RAL Tier1 weekly operations castor 27/02/2012
From GridPP Wiki
Revision as of 09:51, 24 February 2012 by Matt viljoen (Talk | contribs)
Contents
Operations News
- ATLAS upgraded to 2.1.11-8
- Puppet upgraded to 2.7.11-1
- 'go-faster stripes' enabled on all 'B' and 'C' tape drives
- preprod now configured with lcgc*03 headnodes (destined for Gen) + preprod NS for Alice xrootd testing
- preprod SRMs now configured with updated RPMs and ready for testing. It is hoped that this will help improve the periodic crashing.
Operations Problems
- ATLAS SRM periodic crashing continuing. Restarter didn't kick in on Thursday, leading to a short time being blacklisted.
- cleanLostFiles running against 5 disk servers caused stager slowdown on Thursday evening. From now on we will run no more than 3 cleanLostFiles threads and none out of hours.
Blocking Issues
- none
Planned, Scheduled and Cancelled Interventions
Entries in/planned to go to GOCDB
Description | Start | End | Type | Affected VO(s) | Lead by |
---|---|---|---|---|---|
CASTOR 2.11-8 LHCb Stager upgrade, inc. move to new hardware+SL5+Quattor | 27/02/2012 08:00 | 27/02/2012 16:00 | Downtime | LHCb | Matthew |
CASTOR 2.11-8 Gen Stager upgrade, inc. move to new hardware+SL5+Quattor | 29/02/2012 08:00 | 29/02/2012 16:00 | Downtime | Gen | Matthew |
CIP 2.2.0 upgrade (STC) | TBD | TBD | At-risk | All | Matthew |
Advanced Planning
- Test and re-apply CIP upgrade
- Move Tier1 instances to new Database infrastructure which with a Dataguard backup instance in R26.

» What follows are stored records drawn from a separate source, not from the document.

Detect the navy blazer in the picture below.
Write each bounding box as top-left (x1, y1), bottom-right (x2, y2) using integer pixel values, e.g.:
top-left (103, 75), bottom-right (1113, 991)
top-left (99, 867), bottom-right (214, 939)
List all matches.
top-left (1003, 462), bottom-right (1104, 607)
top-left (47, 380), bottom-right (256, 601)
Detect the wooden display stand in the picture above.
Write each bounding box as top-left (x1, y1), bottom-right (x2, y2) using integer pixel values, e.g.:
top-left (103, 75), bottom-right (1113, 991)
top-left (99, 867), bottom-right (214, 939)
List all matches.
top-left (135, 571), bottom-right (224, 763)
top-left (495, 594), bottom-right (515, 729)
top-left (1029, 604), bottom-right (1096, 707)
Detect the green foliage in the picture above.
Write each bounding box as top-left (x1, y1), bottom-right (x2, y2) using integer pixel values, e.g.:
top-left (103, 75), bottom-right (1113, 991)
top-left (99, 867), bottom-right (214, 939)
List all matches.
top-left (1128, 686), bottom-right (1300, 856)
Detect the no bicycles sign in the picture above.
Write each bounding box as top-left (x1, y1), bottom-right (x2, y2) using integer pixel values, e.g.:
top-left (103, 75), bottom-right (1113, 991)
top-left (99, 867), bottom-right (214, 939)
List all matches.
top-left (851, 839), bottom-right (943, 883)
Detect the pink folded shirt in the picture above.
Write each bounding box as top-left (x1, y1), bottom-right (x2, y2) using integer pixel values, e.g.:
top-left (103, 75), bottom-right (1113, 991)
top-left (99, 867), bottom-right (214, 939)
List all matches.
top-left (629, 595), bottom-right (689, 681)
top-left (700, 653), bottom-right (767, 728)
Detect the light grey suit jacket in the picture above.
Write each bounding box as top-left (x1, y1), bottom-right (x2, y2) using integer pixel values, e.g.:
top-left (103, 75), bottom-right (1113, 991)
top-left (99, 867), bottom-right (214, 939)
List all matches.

- Stress testing of *11 generation disk servers in preprod during March
- Switch from LSF to Transfer Manager after 2.1.11 upgrade. Will need to better stress-test TM on preprod with more disk servers.
- Start using Tape Gateway once CERN have been using it in production for approx. 2 months.
Staffing
- Castor on Call person: MV
- Staff absence/out of the office:
- ..